Temple didn’t own a flip-flop—cursed backdrop for hammertoes and other unlovely foot maladies—but she did have a pair of fuzzy skunk slippers, child size. She stuffed her size-five feet in them and opened a door to follow the big black cat, now balancing on the railing, out into warm, noisy night. Below, other owners and tenants were milling, half dressed, around the slice of parking lot and pool visible from her second-floor perch.

She craned her neck to the balcony above, Matt’s place, but it wasn’t an object of police interest either.

Time to go down and see what the neighbors knew. Louie had opted to go up, his sharp nails snagging the bark of the single venerable palm tree that overarched the five-story building.

Skunk slippers don’t climb well, so Temple grabbed her cell phone and unit key and headed for the seventy-year-old elevator. Since the fifties-era Circle Ritz was actually round, she had to trot halfway around the central mechanical core to wait for the car.

The small lobby was abuzz with people as hastily (if not as absurdly) attired as she. Outside, more of the same awaited her.

Some words from the murmuring neighbors hung like audible billboards far above the rest. “Burglar… Shot… Three squad cars… Ambulance… Taken away.”

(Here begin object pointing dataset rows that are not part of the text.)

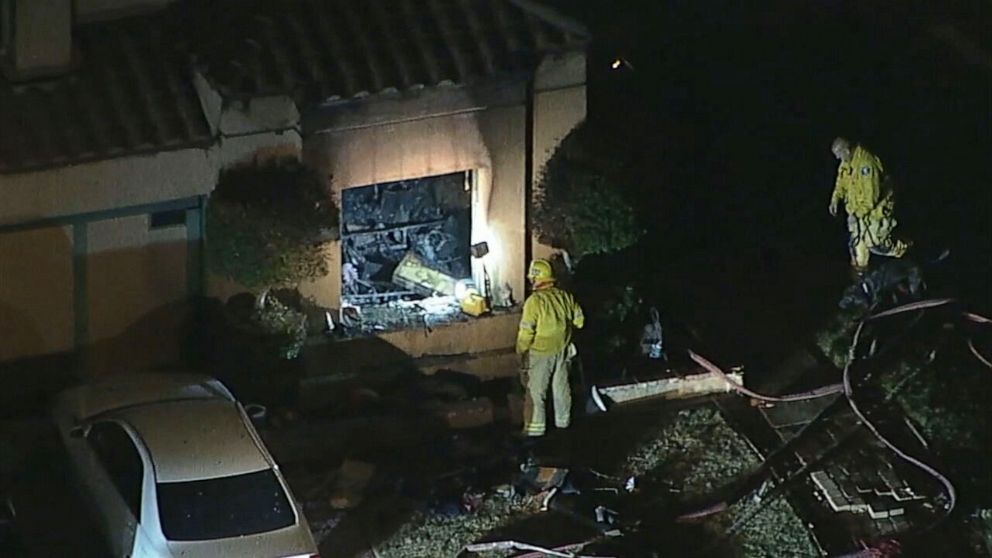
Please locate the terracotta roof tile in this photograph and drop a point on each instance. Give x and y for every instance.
(342, 49)
(128, 92)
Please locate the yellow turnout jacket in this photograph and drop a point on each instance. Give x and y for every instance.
(861, 185)
(550, 315)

Obviously the stir centered around the farther part of the building, which overlooked the pool house pavilion. Temple edged through the neighbors, nodding at some she knew. Then she heard someone behind her say, “No, not Max Kinsella. He moved out a couple years ago, but, yeah, he used to be a famous magician…”

This bit of discussion coincided with her sighting a tall, dark man talking with a police officer who was shaking his head “No”, even as he took notes.

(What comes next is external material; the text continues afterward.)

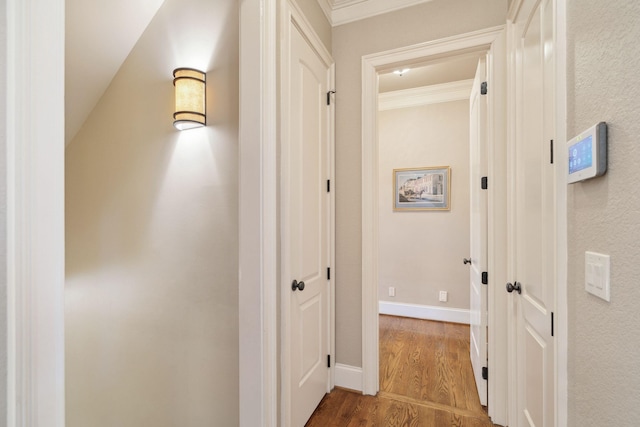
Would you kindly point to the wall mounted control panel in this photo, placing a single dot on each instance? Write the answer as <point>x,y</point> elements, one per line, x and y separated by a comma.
<point>588,153</point>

Yes, it was “No”. Mr. Tall, Dark and Confident was not Temple’s former significant other. The Milan-styled beige summer suit he wore, now also wearing the strafes of red and blue lights that bathed everybody out here, was one of an uncommon but plural Vegas Genus of Gentleman Gangster, a Fontana brother.

How somebody as squat and chubby as Macho Maria Fontana had ten nephews as sleek and politely formidable as the Berettas they carried under their thirteen-hundred-dollar suit coats, Temple would never know. And only two of them married yet, the youngest and the eldest.